За прилавком сидела жена булочника, дородная, со свежим, румяным лицом, на вид довольно недалёкая, но зато простая и честная женщина. В руках у неё было вязание, и сейчас она если не замечталась, то, по крайней мере, задремала над своей работой, потому что не видела ни торчащих за стеклом вихров, ни пары глаз, которые, как луна, восходящая над горизонтом, смотрели на неё из–за краешка прозрачной половинки двери. В глазах этих не было жадности, а был лишь спокойный, но весьма сильный интерес. Мальчуган не собирался заходить внутрь. Он знал, что ему придётся подождать, и коротал время, рассматривая драгоценные хлебные богатства.
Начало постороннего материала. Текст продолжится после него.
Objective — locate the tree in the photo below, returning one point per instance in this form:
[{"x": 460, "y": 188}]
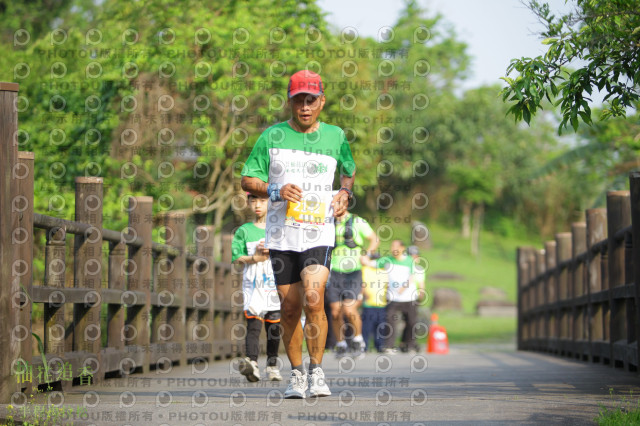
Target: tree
[{"x": 601, "y": 41}]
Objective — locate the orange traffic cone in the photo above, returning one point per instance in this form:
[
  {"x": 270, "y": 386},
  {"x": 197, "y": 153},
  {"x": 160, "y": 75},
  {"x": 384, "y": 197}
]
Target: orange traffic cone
[{"x": 438, "y": 340}]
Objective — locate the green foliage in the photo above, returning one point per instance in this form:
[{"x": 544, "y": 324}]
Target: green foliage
[{"x": 603, "y": 38}]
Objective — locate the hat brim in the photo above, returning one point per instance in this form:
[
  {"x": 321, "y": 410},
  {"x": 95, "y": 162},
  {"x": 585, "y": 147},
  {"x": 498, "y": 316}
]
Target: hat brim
[{"x": 316, "y": 94}]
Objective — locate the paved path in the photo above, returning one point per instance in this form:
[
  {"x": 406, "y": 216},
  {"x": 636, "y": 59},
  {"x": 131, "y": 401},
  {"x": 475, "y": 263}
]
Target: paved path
[{"x": 471, "y": 385}]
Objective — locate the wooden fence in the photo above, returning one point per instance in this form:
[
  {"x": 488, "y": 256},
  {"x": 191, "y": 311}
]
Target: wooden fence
[
  {"x": 163, "y": 306},
  {"x": 580, "y": 295}
]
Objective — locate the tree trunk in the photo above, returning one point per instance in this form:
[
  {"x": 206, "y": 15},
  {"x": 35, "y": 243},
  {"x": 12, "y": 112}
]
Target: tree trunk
[
  {"x": 466, "y": 219},
  {"x": 478, "y": 213}
]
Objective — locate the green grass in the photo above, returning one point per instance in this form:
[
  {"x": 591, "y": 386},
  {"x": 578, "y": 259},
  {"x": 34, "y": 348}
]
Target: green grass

Он знал, что Майси, дочка булочника, сейчас в школе и вернётся домой через полчаса.
Утром он увидел, что она идёт мимо вся в слезах, узнал от неё, что стряслось, и немедленно кинулся на помощь. Правда, своими решительными действиями он, сам того не желая, заставил миссис Кроул сильно на него рассердиться, но, в конце концов, с честью выдержал её гнев и завершил своё дело. Теперь же, хотя Гибби пришёл специально для того, чтобы повидать девочку, зрелище в лавке обладало такой всепоглощающей силой, что он не услышал её приближающихся шагов.
— Пусти, — сказала Майси с достоинством, но чуть сердито из–за того, что ей преградили дорогу на самом пороге отцовской лавки.
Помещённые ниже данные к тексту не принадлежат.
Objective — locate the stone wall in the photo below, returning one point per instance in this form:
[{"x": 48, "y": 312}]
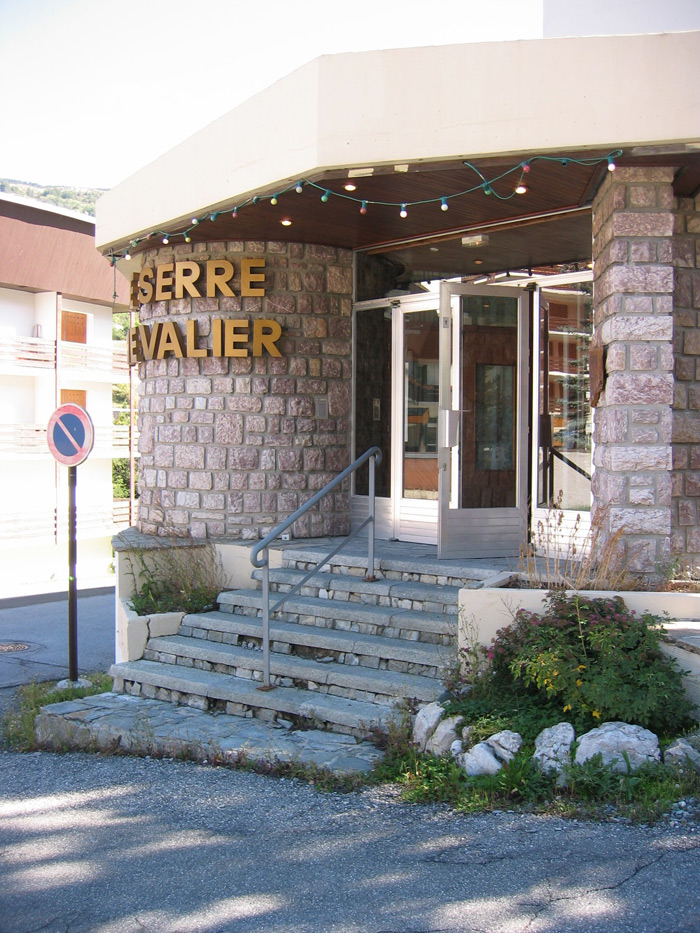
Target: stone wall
[
  {"x": 685, "y": 540},
  {"x": 633, "y": 225},
  {"x": 231, "y": 446}
]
Мальчуган вздрогнул и повернулся к ней, но вместо того, чтобы отойти в сторону, начал поспешно рыться в каких то таинственных складках своих лохмотьев. На секунду на лице его промелькнуло беспокойство, но тут же исчезло. Он протянул вперёд руку, и на ладони у него весело сверкнула капелька светло–лилового великолепия. Майси просияла и с радостью схватила своё сокровище.
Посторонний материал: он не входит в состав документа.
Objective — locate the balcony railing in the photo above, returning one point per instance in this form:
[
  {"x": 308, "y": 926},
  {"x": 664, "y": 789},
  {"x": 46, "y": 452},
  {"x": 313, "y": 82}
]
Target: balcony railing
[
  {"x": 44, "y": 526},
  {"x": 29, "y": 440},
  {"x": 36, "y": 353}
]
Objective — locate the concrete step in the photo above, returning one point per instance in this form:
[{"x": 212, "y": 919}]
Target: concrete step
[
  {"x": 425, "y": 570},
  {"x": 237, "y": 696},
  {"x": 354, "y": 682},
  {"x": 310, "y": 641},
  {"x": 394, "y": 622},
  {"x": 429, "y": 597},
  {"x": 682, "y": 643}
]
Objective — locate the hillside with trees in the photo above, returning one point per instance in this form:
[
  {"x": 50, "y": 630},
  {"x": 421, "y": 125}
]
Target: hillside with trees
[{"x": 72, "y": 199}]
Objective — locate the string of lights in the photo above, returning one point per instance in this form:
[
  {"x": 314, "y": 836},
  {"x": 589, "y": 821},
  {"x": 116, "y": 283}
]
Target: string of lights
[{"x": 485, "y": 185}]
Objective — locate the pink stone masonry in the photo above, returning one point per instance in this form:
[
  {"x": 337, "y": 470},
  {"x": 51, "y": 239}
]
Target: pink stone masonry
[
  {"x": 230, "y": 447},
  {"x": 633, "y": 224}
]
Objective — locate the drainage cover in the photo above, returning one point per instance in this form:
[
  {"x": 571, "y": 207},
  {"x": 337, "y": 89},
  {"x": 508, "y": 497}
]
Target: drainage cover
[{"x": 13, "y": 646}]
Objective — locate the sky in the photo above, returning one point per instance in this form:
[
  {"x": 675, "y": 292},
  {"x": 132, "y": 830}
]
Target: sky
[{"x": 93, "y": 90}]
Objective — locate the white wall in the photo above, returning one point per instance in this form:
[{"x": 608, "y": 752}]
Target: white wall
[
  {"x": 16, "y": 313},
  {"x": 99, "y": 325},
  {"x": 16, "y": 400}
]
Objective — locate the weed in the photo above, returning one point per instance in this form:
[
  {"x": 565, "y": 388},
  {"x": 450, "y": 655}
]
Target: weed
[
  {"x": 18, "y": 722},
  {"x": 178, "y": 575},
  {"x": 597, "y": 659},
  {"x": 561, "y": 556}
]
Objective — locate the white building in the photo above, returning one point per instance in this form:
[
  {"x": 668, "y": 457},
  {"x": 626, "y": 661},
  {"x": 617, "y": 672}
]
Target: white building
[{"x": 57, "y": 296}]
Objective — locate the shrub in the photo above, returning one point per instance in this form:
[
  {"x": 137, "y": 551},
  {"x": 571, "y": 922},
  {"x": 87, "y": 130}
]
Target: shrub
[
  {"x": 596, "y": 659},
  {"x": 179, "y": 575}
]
— Какой же ты молодчина, Гибби! — воскликнула она. — Где она была?
Он показал на канаву и отступил от двери, давая девочке пройти.
— Спасибо тебе! — горячо сказала она, нажала на щеколду и вошла в лавку.
— С кем это ты там болтаешь, Майси, а? — сурово спросила её мать, не поднимая глаз от спиц. — Нечего лясы точить со всякими проходимцами.
— Это только малыш Гибби, мам, — ответила девочка уверенным голосом.
— Ну, ладно, — проговорила мать, — Он вроде ничего, получше других.
— И всё равно, незачем тебе с ним язык трепать, — через минуту снова заговорила она, как будто испугавшись, что её снисходительность можно принять за слабость. — Он тебе не компания. Вон у тебя, и отец есть, и мать, и лавка — всё как у людей. Нечего тебе с ним якшаться, беспризорником этаким.
— У Гибби тоже есть отец, а вот матери, говорят, никогда не было, — протянула девочка.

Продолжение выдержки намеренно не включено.